Dating to Colonial times
The arrangement of having ad hoc, exclusive, temporary tribunals for interstate water dispute resolution has its roots in similar provisions during the colonial rule (including a bar on the Federal Court’s jurisdiction). The Interstate Water Disputes Act, 1956, is essentially a reworked arrangement proposed in the draft Constitution, which in turn derived from Articles 130-134 of the Government of India Act 1935. The Constituent Assembly rejected these arrangements, calling for a more permanent arrangement for dispute resolution. B.R. Ambedkar felt there would be ‘very many’ disputes, and the proposed arrangements were too ‘hidebound’ to respond to the evolving context of independent India.
Thus, the Constituent Assembly deferred the responsibility of an appropriate legislation to Parliament via Article 262(1), while providing for the jurisdictional bar via Article 262(2). When Parliament took up the task, the proponents of the Interstate Water Disputes Bill 1955, Gulzarilal Nanda, Minister for Planning, Irrigation and Power, and his deputy, Jaisukhlal Hathi, chose to contradict the Constituent Assembly’s premises and resurrect these tribunal arrangements. They argued that it was unlikely that there would be many disputes, relying on the seven or eight years of experience after independence. This debatable premise, certainly ill-informed in hindsight, was the reason why tribunals were resurrected.
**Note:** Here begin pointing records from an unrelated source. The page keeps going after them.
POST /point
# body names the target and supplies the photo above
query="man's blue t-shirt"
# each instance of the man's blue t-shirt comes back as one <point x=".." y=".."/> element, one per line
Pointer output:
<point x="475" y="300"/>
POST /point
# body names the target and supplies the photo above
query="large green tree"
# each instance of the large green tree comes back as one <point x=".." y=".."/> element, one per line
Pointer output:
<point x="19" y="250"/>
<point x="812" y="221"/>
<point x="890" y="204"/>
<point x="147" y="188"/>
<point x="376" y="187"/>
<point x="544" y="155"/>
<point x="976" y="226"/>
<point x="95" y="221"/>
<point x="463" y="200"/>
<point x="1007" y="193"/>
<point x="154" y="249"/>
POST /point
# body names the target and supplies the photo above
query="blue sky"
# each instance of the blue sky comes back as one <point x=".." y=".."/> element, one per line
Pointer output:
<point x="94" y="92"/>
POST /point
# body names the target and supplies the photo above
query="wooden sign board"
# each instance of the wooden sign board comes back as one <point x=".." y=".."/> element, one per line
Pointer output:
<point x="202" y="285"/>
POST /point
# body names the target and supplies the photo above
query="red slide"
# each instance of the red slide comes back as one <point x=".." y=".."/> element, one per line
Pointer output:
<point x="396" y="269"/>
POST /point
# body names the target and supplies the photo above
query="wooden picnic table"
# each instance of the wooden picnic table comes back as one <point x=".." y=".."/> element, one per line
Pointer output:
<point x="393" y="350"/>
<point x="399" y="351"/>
However, Nanda and Hathi’s intentions were clear and their objectives valid: to ensure swift and definitive decision-making in interstate water disputes. The parliamentarians debated over these arrangements and agreed that tribunals suit water disputes best. They believed that tribunal arrangements would help speedy resolution, with the Supreme Court’s jurisdictional bar providing finality to their decisions. They wanted to avoid States litigating amongst themselves, leading to protracted court proceedings. They believed tribunal arrangements would also enable deliberative and discretionary decision-making for ‘mutually negotiated settlements’.
Good intentions, bad results
This was the fairly well-intentioned rationale for favouring tribunals over courts, contingent to a particular historical moment. It translated well in the functioning of the first generation tribunals of Krishna, Narmada and Godavari. However, these functional arrangements unfortunately degenerated into the present form, with all the trappings that the parliamentarians wanted to avoid. They turned out to be litigatory and adversarial proceedings with protracted delays. Fali Nariman pointed to this degeneration in an incisive note to the Punchhi Commission on Centre-State relations.
The degeneration was aided by rather poor records of subsequent parliamentarians in allowing several amendments to the 1956 act. The amendments, reactionary in nature, diluted the spirit and rationale of the tribunal arrangements. The history of the Act is filled with short-sighted and sutured responses to the symptoms of the degeneration and have avoided a comprehensive engagement with the problem of interstate water disputes.
Reforming interstate water dispute tribunals cannot be approached without considering their historical exception and the associated pitfalls. The discourse on ‘barriers’ and the drive for hasty reforms can set us on a wrong path, eclipsing the actual barriers that lie beyond the tribunal arrangement itself. After all, the present arrangement was driven by precisely the same concern for swift and definitive outcomes as the objections are. It is imperative to have a comprehensive review of interstate water dispute resolution, and also reconsider the Supreme Court’s jurisdictional bar.